MI TÍO ANTONIO EN EL COMEDOR
El comedor de casa de mi tío Antonio era pequeño; tenía una ventana, que daba a un patizuelo, con alhelíes y geranios plantados en latas de conservas y cacharros rotos. En una rinconera, un despertador marchaba siempre con su tic-tac monótono; en un ángulo, un tosco bargueño estaba cargado de platos, y las paredes se veían cubiertas con un papel colorinesco —verde, rojo, azul— en que había pintados mares y riachuelos…
Cuando, ya sentados a la mesa, llegaba el momento en que sacaban el cocido, yo veía que esta era la más íntima e intensa satisfacción de mi tío Antonio.

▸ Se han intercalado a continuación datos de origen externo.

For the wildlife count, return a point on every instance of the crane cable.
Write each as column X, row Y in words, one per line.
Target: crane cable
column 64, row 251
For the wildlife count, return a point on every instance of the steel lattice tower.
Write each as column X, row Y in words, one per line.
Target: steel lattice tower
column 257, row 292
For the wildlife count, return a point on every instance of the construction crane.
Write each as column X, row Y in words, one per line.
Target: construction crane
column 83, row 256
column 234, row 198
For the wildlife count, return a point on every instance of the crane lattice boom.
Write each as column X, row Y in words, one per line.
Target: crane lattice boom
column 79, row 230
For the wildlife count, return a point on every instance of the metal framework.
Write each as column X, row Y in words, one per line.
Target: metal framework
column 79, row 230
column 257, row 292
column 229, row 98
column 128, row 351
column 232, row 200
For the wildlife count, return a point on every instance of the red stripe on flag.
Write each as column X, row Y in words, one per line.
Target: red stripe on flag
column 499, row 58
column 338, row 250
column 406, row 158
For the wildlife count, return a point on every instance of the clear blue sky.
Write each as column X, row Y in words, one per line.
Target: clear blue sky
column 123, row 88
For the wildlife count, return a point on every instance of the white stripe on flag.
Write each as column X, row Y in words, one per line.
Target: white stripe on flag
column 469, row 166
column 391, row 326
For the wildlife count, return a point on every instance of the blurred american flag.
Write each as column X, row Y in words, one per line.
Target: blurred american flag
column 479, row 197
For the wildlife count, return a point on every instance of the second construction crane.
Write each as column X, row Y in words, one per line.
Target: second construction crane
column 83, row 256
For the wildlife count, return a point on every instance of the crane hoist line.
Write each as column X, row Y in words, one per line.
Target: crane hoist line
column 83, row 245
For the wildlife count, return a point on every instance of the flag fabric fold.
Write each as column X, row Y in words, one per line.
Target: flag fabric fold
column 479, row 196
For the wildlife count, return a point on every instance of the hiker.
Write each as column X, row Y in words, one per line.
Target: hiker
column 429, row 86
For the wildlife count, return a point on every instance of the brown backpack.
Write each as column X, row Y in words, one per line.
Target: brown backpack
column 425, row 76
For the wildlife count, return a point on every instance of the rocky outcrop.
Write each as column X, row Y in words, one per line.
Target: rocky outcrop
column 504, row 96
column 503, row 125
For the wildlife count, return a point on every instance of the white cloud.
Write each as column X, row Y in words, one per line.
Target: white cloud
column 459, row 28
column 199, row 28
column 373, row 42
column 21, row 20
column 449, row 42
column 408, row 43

Estos hombres buenos y escépticos son terriblemente sensuales; mi tío había comprado por la mañana en la plaza los aprestos de la comida, escogiéndolos con cariño, regateando el precio, sopesándolos, remirándolos, acariciándolos. Y luego, su sensualidad consistía (además de oír la música de Rossini) en devorar beatamente los garbanzos, la carne grasa, las patatas redonduelas y nuevas. Y yo lo veo, con su cara redonda y su papada, cómo rosiga, y sorbe los huesos, cómo los golpea contra el plato para que suelten la blanda médula.

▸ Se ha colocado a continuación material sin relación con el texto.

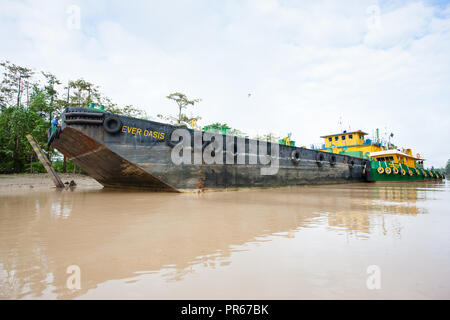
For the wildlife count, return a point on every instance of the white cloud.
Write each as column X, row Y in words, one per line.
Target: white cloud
column 305, row 63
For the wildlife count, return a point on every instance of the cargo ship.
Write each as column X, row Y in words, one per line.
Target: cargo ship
column 125, row 152
column 386, row 163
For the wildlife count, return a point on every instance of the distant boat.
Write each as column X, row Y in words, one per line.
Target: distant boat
column 385, row 164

Y si es día solemne —que eran los días que yo, interno en el colegio, comía con él—, si es día solemne y hay al final una fuente de natillas, entonces su satisfacción es completa. No hay para él otro goce supremo: Rossini puede perdonarle esta infidelidad. Yo, que amo apasionadamente al gran maestro, también se la perdono.
Y si cierro un momento los ojos en el cambio de cuartilla a cuartilla, se me aparece el buen anciano orondo después de la comida, repantigado en su sillón, dando con el acero sobre el pedernal unos golpecitos menudos y rítmicos que hacen temblar su sotabarba.